Thirty feet in the air on a lift fixing a gutter on the barn, Jack Fisher heard Connor Hankin call out, "Hey, can I talk to you for a minute?"
The trainer looked down and said, "Why, what's going on?" It could have been anything, really. A loose shoe on a horse, some broken tack, a stuck tractor, Roscoe the donkey was lost, maybe Hankin had an exam to study for and would have to miss the next week's jump races. But Fisher had a gutter to fix.
"You might want to come down from the lift for this," Hankin said.
Fisher lowered to the ground, and Hankin - a University of Virginia senior with a double major in history and economics and part-time steeplechase jockey - delivered the news. He had enrolled in the United States Marine Corps' officer candidate school and would soon give up riding races in favor of serving his country.
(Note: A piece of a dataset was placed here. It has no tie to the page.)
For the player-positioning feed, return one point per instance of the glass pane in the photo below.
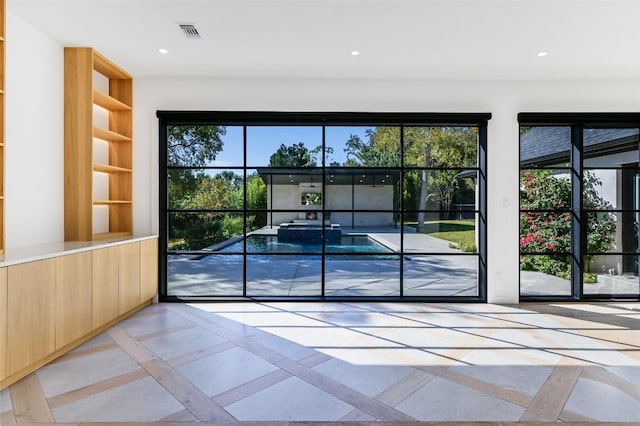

Fisher the horse trainer was flabbergasted. Fisher the person, not so much.
"My first reaction was, 'Are you kidding me?' " he said. "My second reaction was that's going to make him a better person and he's a pretty good person already. For the rest of us, thank God we have people like Connor Hankin in the military."
Hankin, 22, rides what could be the final jump races of his life this week at Saratoga. He finished second aboard All For Us Wednesday and rides Scorpiancer in the Grade 1 New York Turf Writers Cup today. He's won nine races this year, two behind Jack Doyle in the National Steeplechase Association standings and is the rare American-born steeplechase jockey in an increasingly Irish/English colony.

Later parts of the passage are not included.